BBQ Jerk Style Chicken and Mango Glazed Sausages
with Chilli & Coriander Sweet Potatoes and Charred Sweetcorn Slaw
This BBQ Jerk Style Chicken and Mango Glazed Sausages is a luxurious dinner night option, made with premium ingredients for a real taste of luxury at home!
Boxes and ingredients are packed in facilities that handles Peanut, Nuts, Sesame, Fish, Crustaceans, Milk, Egg, Mustard, Celery, Soya, Gluten and Sulphites. Due to the war in Ukraine, it has been necessary to substitute sunflower oil with rapeseed oil in some products without a label change. The FSA have advised that allergic reactions to rapeseed oil are rare.
Caribbean Style Jerk
Not included in your delivery
Olive Oil for the Marinade
Olive Oil for the Drizzle
Preheat your oven to 240°C/220°C fan/gas mark 9.
Halve the sweet potatoes lengthways and pop them onto a baking tray. Drizzle with oil and season with salt and pepper. Rub the oil over the potatoes, then lay them cut-side up.
When the oven is hot, roast on the top shelf until tender and a knife slips in easily, 30-40 mins.
Meanwhile, halve the lime. Roughly chop the coriander (stalks and all). Halve the red chilli lengthways, deseed, then finely chop (see ingredients for amount). Peel and grate the garlic (or use a garlic press). Drain the sweetcorn in a sieve.
In a medium bowl, mix together the honey, Caribbean style jerk, garlic and olive oil for the marinade (see pantry for amount) with a good squeeze of lime juice. Season with salt and pepper. TIP: If your honey has hardened, pop it in a bowl of hot water for 1 min.
Add the chicken breasts and turn to coat them in the marinade, then set aside. IMPORTANT: Wash your hands and equipment after handling raw chicken and its packaging.
Pop the sausages onto one side of another baking tray. Bake on the middle shelf of your oven until golden brown and cooked through, 20-25 mins. Turn halfway through. Alternatively, cook them on the BBQ if you'd prefer! IMPORTANT: Wash your hands and equipment after handling raw meat.
Meanwhile, heat a large frying pan on medium-high heat (no oil).
Once hot, add the sweetcorn and cook until charred, 5-6 mins. Stir only twice during this time - you want the sweetcorn to pick up some nice colour. Transfer to a medium bowl.
Pop the (now empty) pan back on medium-high heat (no oil).
Once hot, lay the marinated chicken into the pan and cook until browned and slightly charred, 3-5 mins each side.

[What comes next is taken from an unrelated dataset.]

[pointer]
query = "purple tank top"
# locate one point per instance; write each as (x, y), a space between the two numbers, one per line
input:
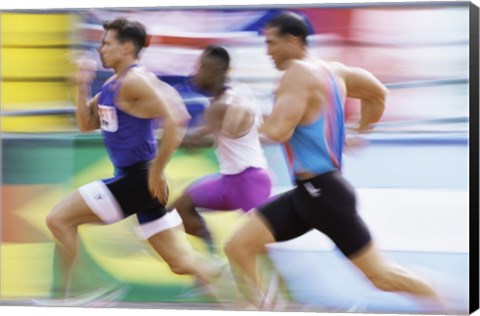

Once browned, transfer to the other side of the sausage baking tray and roast for the remaining time until cooked through, 10-15 mins. IMPORTANT: The chicken and sausages are cooked when no longer pink in the middle.
When cooked, remove from your oven, cover with foil and allow to rest for a couple of mins. Alternatively, you can BBQ them!
Meanwhile, add the coleslaw mix to the bowl of sweetcorn. Stir in the soured cream, half the coriander and a squeeze of lime juice. Season, mix well, then taste and add more salt, pepper and lime juice if needed. Set aside.
Just before the sausages are cooked, drizzle them with the mango chutney, turning to coat, then cook for the remaining time.
In another bowl, add the red chilli, olive oil for the drizzle (see pantry for amount), remaining coriander and a good squeeze of lime juice and stir together. Season to taste.
When everything's ready, spoon the chilli & coriander drizzle over the cut sides of the baked sweet potatoes, then share them between your plates. Squeeze over some lime juice.
Slice the jerk style chicken widthways into 1cm thick slices, then plate up with the glazed sausages and charred sweetcorn slaw alongside.
Serve with any remaining lime cut into wedges for squeezing over.